7. Semantic Discipline Is the Key to Productivity Gains

All the open infrastructure in the world won’t help if your data lacks semantic consistency. Kundavaram emphasizes that the productivity unlock from agentic analytics only materializes when customers enforce semantic discipline—standardizing definitions, metadata, and context across the data landscape. Without this, agents will continue to produce unreliable results, even on a well-architected stack. Thus, the final piece of the puzzle is investing in data governance and semantic layers. Combined with open infrastructure, this allows agents to deliver on their promise of transformative efficiency.

In conclusion, the era of AI agents demands a fundamental rethinking of data architecture.
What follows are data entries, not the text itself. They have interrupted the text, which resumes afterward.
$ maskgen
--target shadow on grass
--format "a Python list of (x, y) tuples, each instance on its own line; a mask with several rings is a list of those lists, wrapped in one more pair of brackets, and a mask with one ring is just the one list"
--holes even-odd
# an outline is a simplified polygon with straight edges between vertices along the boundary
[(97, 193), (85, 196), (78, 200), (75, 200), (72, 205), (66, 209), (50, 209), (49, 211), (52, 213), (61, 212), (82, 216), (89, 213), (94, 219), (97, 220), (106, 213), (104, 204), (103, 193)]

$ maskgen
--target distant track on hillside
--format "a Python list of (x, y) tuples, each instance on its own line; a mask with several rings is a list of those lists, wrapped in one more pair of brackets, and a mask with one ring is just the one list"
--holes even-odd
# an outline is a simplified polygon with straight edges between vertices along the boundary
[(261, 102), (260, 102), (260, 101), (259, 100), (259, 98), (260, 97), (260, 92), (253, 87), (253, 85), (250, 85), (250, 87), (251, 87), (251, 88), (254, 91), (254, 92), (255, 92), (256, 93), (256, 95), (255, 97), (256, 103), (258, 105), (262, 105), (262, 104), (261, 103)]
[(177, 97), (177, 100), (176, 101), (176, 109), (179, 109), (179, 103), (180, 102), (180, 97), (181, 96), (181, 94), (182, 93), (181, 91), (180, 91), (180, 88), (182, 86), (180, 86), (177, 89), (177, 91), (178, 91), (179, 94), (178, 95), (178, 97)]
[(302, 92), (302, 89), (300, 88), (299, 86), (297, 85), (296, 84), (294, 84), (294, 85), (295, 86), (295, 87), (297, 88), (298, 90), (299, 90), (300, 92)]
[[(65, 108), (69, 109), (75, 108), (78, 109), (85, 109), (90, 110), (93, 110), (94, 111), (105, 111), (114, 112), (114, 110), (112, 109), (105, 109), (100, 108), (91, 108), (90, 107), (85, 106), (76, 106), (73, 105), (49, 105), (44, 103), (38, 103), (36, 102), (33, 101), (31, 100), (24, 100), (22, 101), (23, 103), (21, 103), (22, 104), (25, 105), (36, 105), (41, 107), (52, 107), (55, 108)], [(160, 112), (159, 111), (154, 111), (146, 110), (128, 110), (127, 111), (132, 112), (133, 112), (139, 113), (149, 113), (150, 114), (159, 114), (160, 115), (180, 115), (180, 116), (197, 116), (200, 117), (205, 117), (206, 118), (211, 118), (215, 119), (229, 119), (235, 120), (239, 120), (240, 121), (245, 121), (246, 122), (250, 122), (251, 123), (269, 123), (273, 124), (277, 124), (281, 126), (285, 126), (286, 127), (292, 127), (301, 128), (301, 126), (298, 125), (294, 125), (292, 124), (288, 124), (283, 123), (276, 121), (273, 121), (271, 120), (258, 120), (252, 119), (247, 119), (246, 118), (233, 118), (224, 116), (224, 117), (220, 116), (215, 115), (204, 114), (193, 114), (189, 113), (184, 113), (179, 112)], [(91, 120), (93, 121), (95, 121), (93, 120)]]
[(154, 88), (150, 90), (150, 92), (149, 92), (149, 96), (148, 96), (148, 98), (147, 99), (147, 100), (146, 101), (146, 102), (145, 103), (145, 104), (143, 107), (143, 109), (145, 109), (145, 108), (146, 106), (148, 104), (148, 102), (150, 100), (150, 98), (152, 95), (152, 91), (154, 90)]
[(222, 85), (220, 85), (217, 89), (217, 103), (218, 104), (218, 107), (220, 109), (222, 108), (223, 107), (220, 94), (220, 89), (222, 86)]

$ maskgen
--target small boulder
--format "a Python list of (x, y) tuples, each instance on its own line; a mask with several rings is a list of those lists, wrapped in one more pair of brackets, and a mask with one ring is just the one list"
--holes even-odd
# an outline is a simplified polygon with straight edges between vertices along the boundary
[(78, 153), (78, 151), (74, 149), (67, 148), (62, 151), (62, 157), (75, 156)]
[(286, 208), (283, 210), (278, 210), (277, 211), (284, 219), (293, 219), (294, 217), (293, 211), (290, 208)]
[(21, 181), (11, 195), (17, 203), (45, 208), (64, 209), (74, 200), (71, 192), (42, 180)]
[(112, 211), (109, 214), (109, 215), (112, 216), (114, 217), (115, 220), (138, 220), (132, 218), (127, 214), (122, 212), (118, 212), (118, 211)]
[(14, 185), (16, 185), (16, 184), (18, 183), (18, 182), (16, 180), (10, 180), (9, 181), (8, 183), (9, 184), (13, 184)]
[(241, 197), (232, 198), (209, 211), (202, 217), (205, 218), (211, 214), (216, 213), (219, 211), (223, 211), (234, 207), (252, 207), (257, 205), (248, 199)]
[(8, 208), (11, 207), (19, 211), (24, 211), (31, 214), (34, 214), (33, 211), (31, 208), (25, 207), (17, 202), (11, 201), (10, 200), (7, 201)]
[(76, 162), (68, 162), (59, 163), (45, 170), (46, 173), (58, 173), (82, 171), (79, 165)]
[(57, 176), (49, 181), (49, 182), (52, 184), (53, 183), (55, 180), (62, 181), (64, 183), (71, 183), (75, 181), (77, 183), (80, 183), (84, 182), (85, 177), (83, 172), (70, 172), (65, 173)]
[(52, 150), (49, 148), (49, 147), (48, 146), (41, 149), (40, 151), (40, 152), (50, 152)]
Closed stacks that served human analysts well are now liabilities, forcing costly inefficiencies and poor outcomes. By embracing open infrastructure, allowing intelligent query routing, and maintaining semantic discipline, organizations can turn the agent wave into a competitive advantage. As Kundavaram puts it, the key is to innovate rather than clamp down. The future belongs to those who build for openness, scalability, and intelligent cost management. For more insights, revisit Reason 1 or Reason 6 to see how each element fits into the bigger picture.